Als erstes wird das Zeichen '+' erkannt. Damit gelangt der Automat vom Startzustand 1 in den Zustand 2. Nun kommt das Zeichen '3', und der DEA gelangt in den Zustand 3. Mit dem nächsten Zeichen, der '4', bleibt der DEA im Zustand 3. Jetzt kommt der Dezimalpunkt, wodurch der DEA im Zustand 4 landet. Das Zeichen '5' versetzt den DEA in den Zustand 5, und mit dem letzten Zeichen '6' bleibt der Automat in diesem Endzustand. Alle Zeichen der Eingabe sind abgearbeitet, und der DEA befindet sich in einem Endzustand. Also gehört die Zeichenkette "+34.56" eindeutig zu den double-Zahlen.

Was passiert, wenn dieser DEA eine ganze Zahl vorfindet, zum Beispiel "+34"? Gibt das jetzt eine Fehlermeldung?

Mit '+' gelangt der DEA in Zustand 2, mit '3' in Zustand 3 und mit '4' verbleibt er im Endzustand 3. Da der Zustand 3 ein Endzustand ist, gilt die Zeichenfolge "+34" ebenfalls als gültige double-Zahl.

Übung 25-2.1

Schreiben Sie eine sondierende Java-Methode

public boolean istDouble(String eingabe)

welche den String eingabe daraufhin untersucht, ob er eine gültige double-Zahl darstellt.

Wichtig: In dieser Methode müssen die Zustände 1 bis 5 abgebildet werden.

Vielleicht gibt es ja eine raffiniertere und kürzere Möglichkeit, eine solche Methode zu implementieren, die ohne diese Zustände auskommt.
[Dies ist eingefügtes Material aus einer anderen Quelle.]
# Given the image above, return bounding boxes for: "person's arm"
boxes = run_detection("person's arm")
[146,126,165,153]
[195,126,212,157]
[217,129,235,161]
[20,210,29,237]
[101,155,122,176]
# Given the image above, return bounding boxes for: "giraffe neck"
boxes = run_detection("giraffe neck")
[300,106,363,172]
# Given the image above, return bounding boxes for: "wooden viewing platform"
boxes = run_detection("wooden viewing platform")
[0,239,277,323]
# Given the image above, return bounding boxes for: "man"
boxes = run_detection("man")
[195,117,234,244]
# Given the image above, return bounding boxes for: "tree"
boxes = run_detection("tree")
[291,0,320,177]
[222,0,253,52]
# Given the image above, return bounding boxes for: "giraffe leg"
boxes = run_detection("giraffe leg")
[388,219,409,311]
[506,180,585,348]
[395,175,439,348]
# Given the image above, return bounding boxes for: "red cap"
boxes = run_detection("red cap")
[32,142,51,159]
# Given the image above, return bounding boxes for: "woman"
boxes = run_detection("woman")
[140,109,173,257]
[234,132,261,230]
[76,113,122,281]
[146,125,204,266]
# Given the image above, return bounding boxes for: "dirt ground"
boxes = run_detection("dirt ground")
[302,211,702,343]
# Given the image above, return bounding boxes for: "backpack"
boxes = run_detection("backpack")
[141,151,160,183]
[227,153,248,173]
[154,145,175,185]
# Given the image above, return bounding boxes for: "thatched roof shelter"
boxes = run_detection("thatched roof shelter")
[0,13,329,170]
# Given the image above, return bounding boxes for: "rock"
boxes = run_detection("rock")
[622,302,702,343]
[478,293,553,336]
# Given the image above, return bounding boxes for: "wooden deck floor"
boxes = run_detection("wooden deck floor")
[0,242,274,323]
Ihre Aufgabe ist es aber, einen DEA zu modellieren, und ein DEA "lebt" durch seine Zustände.

 

Übung 25-2.2

Betrachten Sie folgenden DEA:

DEA mit 5 Zuständen und 2 Zeichen A,B.

Ein DEA mit fünf Zuständen und zwei Zeichen

  1. Geben Sie fünf verschiedene Zeichenketten an, die von diesem Automaten akzeptiert werden.
  2. Geben Sie drei verschiedene Zeichenketten an, die nicht von dem Automaten akzeptiert werden.
  3. Verallgemeinern Sie: Welche Zeichenketten werden von diesem Automaten erkannt?
 
Übung 25-2.3

Eine einfache Digitaluhr gibt die Uhrzeiten folgenderweise an:

  • 06:45
  • 11:13
  • 11:59
  • 00:18

Sobald die Uhrzeit 11:59 erreicht ist, schaltet die Uhr auf 00:00 um. Zeiten wie 15:33 werden also nicht von dieser Uhr angezeigt.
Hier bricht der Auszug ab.